Three separate tests were conducted over four-week intervals with 68 participants at the Monash Business Behavioural Laboratory, employing eye-tracking and skin conductance level reactivity testing to assess cognitive and emotional arousal.

Initially, the participants were trading for themselves.  Then they were asked to select one of the customers of the hypothetical company they worked for, choosing from 21 photos of men and women of different age and race vetted to be as appealing and approachable as possible.

“If you start thinking about your financial decisions, in light of how you would advise a customer upon having a repeated experience of helping others in similar decision-making contexts, you improve your decision making,” says Dr Rotaru, adding that this finding proves to hold for those individuals whose level of social cognition is relatively high.

“Once you really want to help someone, you become a more ‘procedurally rational’ decision maker – with a tendency to follow a specific strategy that could be potentially explained to the client. It might not be as easy to rationalize and communicate to the client the persistent tendency to hold on to the losing asset for too long in the hope of market reversal,” he says.

Improving financial decisions

The research has wide-ranging implications across the industry to improve financial decision making.

“We look forward to extending this trading scheme as an intervention for minimising other cognitive biases associated with decision-making,” says Dr Rotaru.

However, it is still not a complete explanation for comprehensively explaining what contributing factors trigger the disposition effect.

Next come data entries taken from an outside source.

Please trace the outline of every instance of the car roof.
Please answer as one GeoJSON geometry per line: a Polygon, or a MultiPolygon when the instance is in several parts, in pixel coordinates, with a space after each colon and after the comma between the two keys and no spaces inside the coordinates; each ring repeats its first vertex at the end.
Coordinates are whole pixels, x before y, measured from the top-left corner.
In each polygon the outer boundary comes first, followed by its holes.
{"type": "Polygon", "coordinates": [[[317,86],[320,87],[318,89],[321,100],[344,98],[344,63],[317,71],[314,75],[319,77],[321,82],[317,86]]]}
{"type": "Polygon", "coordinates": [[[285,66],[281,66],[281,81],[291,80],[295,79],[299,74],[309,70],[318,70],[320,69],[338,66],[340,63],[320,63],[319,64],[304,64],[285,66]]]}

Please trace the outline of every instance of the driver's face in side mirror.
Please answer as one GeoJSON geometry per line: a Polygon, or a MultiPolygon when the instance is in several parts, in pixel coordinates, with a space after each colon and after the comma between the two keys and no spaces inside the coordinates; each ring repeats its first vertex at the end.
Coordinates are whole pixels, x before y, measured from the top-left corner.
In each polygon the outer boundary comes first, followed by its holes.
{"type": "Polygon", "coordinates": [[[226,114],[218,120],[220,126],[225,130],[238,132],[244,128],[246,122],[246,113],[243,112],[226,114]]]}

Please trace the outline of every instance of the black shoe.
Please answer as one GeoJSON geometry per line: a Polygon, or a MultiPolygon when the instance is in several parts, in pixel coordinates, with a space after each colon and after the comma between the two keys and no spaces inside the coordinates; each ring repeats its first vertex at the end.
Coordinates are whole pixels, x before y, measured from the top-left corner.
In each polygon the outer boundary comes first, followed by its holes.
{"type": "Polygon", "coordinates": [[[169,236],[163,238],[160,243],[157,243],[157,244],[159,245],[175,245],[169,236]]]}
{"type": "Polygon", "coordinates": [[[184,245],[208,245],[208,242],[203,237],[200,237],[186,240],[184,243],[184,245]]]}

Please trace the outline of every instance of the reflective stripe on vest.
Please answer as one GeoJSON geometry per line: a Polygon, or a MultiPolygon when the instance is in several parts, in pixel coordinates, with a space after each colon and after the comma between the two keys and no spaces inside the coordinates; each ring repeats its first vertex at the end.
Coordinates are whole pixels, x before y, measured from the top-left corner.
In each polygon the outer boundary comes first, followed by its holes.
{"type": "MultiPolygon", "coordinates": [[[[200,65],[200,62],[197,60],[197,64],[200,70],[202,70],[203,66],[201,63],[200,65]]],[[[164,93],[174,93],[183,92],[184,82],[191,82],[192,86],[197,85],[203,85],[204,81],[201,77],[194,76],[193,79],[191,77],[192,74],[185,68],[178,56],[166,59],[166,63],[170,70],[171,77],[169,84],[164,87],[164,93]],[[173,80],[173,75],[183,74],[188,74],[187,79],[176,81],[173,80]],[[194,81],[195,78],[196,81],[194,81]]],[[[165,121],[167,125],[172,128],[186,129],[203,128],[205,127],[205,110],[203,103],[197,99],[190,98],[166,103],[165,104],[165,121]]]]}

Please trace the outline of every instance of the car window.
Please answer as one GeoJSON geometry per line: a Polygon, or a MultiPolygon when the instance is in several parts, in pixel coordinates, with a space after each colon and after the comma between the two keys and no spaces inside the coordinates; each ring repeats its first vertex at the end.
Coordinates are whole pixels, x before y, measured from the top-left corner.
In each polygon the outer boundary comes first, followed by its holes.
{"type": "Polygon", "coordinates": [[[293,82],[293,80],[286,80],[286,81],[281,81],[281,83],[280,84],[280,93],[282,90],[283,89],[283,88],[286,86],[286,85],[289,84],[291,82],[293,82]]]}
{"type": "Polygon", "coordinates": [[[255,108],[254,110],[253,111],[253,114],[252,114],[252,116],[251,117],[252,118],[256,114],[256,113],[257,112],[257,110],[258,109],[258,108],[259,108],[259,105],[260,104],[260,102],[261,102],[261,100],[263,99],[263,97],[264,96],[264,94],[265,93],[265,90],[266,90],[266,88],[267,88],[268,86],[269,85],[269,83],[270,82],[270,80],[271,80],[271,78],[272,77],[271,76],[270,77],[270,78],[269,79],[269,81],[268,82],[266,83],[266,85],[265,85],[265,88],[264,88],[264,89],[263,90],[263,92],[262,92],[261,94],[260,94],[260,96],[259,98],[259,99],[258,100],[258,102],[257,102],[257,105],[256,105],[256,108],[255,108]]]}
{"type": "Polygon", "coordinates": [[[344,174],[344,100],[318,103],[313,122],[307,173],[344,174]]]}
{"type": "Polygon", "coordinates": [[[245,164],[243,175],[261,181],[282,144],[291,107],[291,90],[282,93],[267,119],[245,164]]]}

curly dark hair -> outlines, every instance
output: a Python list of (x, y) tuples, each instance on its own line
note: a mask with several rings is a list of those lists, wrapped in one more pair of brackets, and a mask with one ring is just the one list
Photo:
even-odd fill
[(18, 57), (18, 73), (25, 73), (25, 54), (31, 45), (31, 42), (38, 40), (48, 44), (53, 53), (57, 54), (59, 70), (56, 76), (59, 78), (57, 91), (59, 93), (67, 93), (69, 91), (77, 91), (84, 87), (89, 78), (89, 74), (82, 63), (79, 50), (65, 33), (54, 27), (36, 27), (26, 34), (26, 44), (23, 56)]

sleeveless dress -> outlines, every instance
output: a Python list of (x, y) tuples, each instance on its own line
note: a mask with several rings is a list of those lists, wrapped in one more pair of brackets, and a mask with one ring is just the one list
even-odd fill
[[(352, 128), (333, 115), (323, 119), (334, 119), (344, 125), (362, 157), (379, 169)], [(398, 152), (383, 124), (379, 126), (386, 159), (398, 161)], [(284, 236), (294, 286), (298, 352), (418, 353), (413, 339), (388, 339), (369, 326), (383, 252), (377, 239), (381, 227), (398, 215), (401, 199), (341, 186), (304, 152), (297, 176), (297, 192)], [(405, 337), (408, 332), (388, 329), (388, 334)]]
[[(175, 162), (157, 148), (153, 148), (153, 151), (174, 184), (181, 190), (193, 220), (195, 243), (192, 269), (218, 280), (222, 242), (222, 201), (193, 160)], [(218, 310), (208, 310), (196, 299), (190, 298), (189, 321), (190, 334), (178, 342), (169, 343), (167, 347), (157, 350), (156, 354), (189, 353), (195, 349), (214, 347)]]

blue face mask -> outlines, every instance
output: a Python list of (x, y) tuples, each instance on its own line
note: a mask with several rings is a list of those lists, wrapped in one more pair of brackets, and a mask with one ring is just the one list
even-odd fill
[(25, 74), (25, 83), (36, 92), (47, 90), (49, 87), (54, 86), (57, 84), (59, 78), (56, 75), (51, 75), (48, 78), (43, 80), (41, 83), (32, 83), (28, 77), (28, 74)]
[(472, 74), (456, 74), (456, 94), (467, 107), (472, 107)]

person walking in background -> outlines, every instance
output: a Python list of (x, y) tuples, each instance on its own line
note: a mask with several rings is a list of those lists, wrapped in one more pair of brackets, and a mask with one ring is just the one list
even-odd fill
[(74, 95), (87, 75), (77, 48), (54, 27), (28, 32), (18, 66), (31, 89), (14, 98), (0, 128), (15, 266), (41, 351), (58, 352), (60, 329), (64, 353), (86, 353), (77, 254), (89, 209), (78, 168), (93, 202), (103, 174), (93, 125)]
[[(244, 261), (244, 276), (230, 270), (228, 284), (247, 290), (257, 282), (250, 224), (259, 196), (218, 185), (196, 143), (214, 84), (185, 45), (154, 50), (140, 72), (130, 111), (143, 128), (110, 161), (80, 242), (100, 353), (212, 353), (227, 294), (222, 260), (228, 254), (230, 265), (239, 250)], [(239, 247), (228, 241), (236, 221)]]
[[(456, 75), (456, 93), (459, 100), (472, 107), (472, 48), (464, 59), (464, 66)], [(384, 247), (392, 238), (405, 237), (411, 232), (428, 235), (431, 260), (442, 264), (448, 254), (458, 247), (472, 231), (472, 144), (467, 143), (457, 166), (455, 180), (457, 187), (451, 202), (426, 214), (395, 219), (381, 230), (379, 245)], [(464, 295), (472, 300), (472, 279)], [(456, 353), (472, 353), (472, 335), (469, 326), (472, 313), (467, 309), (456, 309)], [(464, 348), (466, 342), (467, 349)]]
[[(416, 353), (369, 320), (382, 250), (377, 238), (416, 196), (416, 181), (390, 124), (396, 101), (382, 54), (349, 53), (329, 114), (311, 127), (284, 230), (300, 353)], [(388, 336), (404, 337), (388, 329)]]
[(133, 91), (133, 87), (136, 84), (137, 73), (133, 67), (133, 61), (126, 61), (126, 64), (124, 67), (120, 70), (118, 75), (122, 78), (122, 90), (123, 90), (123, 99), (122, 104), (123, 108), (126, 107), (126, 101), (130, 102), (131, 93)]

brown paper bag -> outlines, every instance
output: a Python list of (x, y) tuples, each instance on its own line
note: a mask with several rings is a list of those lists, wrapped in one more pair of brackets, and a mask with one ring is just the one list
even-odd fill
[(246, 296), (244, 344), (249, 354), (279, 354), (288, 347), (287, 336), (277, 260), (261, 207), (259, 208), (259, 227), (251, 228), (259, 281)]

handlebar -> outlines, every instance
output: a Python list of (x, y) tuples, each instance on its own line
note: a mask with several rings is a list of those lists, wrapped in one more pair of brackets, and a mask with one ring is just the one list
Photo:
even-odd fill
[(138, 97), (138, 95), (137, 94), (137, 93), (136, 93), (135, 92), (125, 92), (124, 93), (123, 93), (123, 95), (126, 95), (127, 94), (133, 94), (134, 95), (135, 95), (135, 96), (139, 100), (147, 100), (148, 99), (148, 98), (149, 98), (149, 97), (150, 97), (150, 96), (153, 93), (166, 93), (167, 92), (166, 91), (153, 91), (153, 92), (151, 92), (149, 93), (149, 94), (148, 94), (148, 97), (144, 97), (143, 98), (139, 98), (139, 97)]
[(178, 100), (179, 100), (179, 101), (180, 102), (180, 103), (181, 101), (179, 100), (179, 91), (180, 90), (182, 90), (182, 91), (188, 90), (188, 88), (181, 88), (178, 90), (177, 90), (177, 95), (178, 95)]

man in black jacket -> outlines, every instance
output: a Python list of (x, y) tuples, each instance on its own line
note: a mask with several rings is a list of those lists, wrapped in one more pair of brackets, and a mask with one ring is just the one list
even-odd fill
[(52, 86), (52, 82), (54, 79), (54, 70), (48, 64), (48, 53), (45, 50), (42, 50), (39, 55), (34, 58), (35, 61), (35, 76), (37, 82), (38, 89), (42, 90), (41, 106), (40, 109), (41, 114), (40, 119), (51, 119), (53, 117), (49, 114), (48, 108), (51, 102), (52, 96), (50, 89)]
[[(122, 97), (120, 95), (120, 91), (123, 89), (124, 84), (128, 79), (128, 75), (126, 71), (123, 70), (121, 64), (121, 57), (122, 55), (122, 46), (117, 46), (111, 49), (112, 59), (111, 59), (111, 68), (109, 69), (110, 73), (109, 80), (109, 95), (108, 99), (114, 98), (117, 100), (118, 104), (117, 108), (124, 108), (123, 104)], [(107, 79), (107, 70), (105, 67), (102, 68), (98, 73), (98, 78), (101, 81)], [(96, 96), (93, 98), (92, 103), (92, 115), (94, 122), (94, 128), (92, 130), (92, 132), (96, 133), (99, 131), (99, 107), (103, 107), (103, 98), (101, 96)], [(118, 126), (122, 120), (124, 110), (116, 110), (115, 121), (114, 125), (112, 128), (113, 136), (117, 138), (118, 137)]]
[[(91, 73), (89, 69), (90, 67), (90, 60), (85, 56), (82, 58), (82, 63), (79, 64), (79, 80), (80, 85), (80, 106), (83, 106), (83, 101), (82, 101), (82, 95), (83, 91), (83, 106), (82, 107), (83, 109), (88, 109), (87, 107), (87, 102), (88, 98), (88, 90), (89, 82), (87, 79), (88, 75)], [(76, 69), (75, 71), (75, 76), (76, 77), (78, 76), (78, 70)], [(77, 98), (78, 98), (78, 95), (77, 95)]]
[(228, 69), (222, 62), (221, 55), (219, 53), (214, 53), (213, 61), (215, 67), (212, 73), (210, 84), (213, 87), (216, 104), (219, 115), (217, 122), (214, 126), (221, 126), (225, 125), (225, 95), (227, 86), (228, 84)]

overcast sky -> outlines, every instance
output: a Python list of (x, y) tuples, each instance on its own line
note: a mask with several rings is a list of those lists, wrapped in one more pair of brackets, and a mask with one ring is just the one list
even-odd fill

The research could offer, for example, further insights for investigating what neurophysiological responses (such as activation of a specific brain region) occur before and after intervention and how these changing activation states translate into the desired behaviour change.

Such research has been already initiated by co-authors of this research project and their collaborators.

“Following this research pathway would allow us to more reliably test the proposed theories underlying the potential causes of the disposition effect and hopefully to find further lucrative solutions for addressing this persistent bias.”